Meet HAL—HPC Adapter for Lustre
Intel developers have written a file system interface to Hadoop called HAL (Hadoop Adapter for Lustre) that replaces HDFS with Lustre. With HAL, Hadoop behaves as if it’s reading from and writing to HDFS. HAL removes the need for replicated local storage and the work necessary to convert data from Lustre to the Hadoop Distributed File System (HDFS).
Meet HAM—Hadoop Adapter for MapReduce
Hadoop is essentially a workload manager for Hadoop’s MapReduce process, which spreads the work out over a cluster, maps the data, shuffles it horizontally across the nodes, reduces it down, and digests the results. To run Hadoop on HPC, Intel has made Hadoop jobs look like any other HPC job by creating a specially written interface to the HPC Slurm (Simple Linux Utility for Resource Management) job scheduler. The Intel connector is called HAM, which stands for HPC Adaptor for MapReduce.

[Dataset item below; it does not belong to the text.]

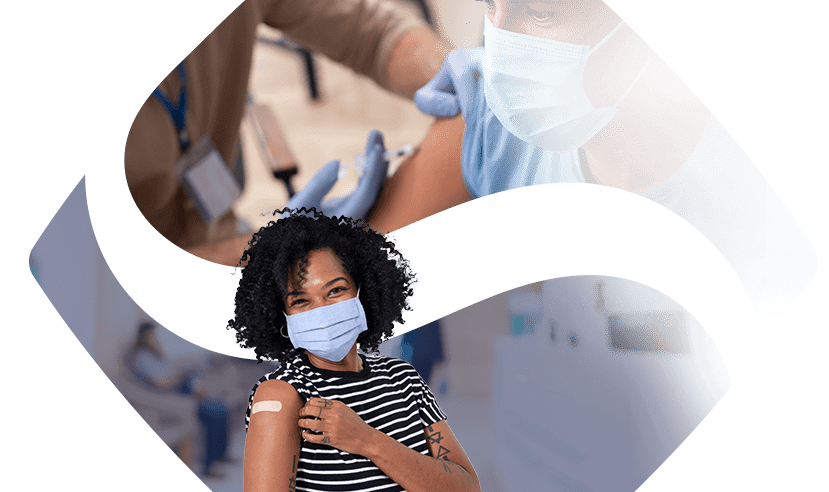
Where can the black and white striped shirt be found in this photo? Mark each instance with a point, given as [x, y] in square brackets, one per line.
[388, 394]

Eliminating the Hadoop Shuffle
The two adapters have an important impact on Hadoop’s shuffle phase, which might need to move hundreds of terabytes of data across a cluster, a time consuming process even over a 10 gigabit Ethernet wire. With HAM and HAL, Hadoop writes all the data to a globally accessible Lustre data store at up to 2 TB/sec, removing the need to communicate sideways to share the results. The shuffle part of MapReduce simply disappears. For Reductions, MapReduce just reads the results back. That delivers a significant savings in terms of time to solution.
Leveraging Big Data Today
The convergence of Big Data analytics on HPC is just beginning. But, with HAM and HAL and the work Intel has done in their Intel Enterprise Edition for Lustre software, companies can begin adopting analytics written for Hadoop and run them on their HPC clusters. The potential benefits are huge, considering the expense and expertise required to set up and manage Hadoop clusters with dedicated storage. Enterprises with available HPC cycles and their data in Lustre can take advantage of their existing infrastructure and start leveraging Big Data analytics now.